Bergrietbok

Bergrietbok
IUCN-status: Bedreigd[1] (2016)
Bergrietbok
Taxonomische indeling
Rijk:Animalia (Dieren)
Stam:Chordata (Chordadieren)
Klasse:Mammalia (Zoogdieren)
Orde:Artiodactyla (Evenhoevigen)
Familie:Bovidae (Holhoornigen)
Geslacht:Redunca (Rietbokken)
Soort
Redunca fulvorufula
(Afzelius, 1815)
Afbeeldingen op Wikimedia Commons Wikimedia Commons
Bergrietbok op Wikispecies Wikispecies
Portaal  Portaalicoon   Biologie
Zoogdieren

De bergrietbok (Redunca fulvorufula) is een middelgrote antilopesoort uit het geslacht der rietbokken (Redunca). Het is de kleinste van de drie soorten rietbokken.

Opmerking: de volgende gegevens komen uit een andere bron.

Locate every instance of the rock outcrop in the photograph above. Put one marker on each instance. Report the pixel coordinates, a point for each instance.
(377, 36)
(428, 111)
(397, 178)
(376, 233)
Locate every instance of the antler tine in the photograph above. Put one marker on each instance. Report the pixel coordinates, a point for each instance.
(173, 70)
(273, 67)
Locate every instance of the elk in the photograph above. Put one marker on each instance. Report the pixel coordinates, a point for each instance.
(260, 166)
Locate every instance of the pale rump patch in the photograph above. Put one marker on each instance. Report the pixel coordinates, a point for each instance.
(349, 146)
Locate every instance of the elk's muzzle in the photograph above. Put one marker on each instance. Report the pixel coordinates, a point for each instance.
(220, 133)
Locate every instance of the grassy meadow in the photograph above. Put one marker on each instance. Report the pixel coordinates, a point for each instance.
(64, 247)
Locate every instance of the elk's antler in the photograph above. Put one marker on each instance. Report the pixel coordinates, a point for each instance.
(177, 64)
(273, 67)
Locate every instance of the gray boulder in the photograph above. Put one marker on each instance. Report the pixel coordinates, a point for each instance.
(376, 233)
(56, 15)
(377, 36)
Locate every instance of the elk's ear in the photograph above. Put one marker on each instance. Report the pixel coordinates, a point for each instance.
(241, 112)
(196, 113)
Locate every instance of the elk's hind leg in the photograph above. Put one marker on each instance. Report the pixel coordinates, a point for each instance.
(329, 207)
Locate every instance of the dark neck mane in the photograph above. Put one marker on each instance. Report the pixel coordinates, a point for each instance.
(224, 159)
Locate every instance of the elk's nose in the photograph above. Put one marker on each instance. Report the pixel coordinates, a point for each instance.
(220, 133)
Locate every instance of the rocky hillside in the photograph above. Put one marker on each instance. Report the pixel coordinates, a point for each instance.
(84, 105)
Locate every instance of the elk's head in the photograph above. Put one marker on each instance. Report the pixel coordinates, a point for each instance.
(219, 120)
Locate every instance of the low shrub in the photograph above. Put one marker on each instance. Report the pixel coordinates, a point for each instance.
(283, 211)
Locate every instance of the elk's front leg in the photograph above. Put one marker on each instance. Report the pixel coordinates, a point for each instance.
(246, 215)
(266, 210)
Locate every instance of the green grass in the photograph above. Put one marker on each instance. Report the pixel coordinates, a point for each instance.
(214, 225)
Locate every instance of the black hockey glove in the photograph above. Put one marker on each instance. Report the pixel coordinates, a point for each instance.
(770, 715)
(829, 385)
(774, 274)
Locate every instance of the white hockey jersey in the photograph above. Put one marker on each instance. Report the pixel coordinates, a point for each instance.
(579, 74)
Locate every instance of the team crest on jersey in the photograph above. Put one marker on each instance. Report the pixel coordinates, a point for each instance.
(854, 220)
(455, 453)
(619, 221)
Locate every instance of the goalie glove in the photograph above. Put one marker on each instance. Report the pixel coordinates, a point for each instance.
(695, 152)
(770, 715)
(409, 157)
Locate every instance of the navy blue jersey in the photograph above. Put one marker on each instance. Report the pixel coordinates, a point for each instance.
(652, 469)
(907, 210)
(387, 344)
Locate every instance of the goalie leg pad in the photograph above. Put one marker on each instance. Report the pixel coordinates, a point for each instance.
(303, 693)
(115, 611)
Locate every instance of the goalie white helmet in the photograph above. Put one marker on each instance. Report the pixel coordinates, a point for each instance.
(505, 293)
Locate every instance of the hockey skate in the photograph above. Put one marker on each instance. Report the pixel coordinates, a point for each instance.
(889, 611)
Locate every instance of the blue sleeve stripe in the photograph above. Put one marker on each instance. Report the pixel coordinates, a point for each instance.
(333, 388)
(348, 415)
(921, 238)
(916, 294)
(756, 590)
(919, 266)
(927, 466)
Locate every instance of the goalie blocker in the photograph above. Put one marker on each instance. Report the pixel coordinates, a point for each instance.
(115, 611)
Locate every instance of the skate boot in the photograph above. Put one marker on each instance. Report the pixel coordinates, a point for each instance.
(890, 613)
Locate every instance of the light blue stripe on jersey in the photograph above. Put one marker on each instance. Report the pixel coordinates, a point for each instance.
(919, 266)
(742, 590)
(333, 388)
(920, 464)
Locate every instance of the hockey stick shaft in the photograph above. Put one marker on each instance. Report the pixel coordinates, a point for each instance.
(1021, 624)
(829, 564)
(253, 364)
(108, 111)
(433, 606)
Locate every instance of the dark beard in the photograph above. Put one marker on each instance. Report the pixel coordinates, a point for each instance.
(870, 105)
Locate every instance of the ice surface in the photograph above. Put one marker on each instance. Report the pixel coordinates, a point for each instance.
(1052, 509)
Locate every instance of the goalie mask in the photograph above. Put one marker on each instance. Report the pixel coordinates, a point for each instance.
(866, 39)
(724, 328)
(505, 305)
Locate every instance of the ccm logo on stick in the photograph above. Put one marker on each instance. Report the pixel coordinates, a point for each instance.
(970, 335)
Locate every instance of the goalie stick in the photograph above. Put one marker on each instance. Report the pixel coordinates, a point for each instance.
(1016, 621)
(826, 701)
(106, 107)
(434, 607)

De bergrietbok is een middelgrote antilope met slanke poten. Hij heeft een ruige, grijzig bruine vacht. Vrouwtjes hebben een grijzere vacht dan mannetjes. De kop en de nek hebben een roodbruine glans, en de buik, borst en onderzijde van de staart zijn wit. De wenkbrauwen, lippen, kin, keel en staart zijn gebroken wit van kleur. Over de snuit, van de neus tot ongeveer ter hoogte van de ogen, loopt een donkere streep. Onder de oren aan de zijkanten van de kop is een donkere huidklier zichtbaar. De staart is kort en vol. Enkel het mannetje heeft hoorns. Deze zijn kort, naar voren geboren en geringd.

De bergrietbok wordt 110 tot 136 centimeter lang. De staart is 17 tot 26 centimeter lang, de schouderhoogte is 60 tot 80 centimeter. Mannetjes zijn groter dan vrouwtjes. Vrouwtjes worden 19 tot 35 kilogram zwaar, mannetjes 22 tot 38 kilogram.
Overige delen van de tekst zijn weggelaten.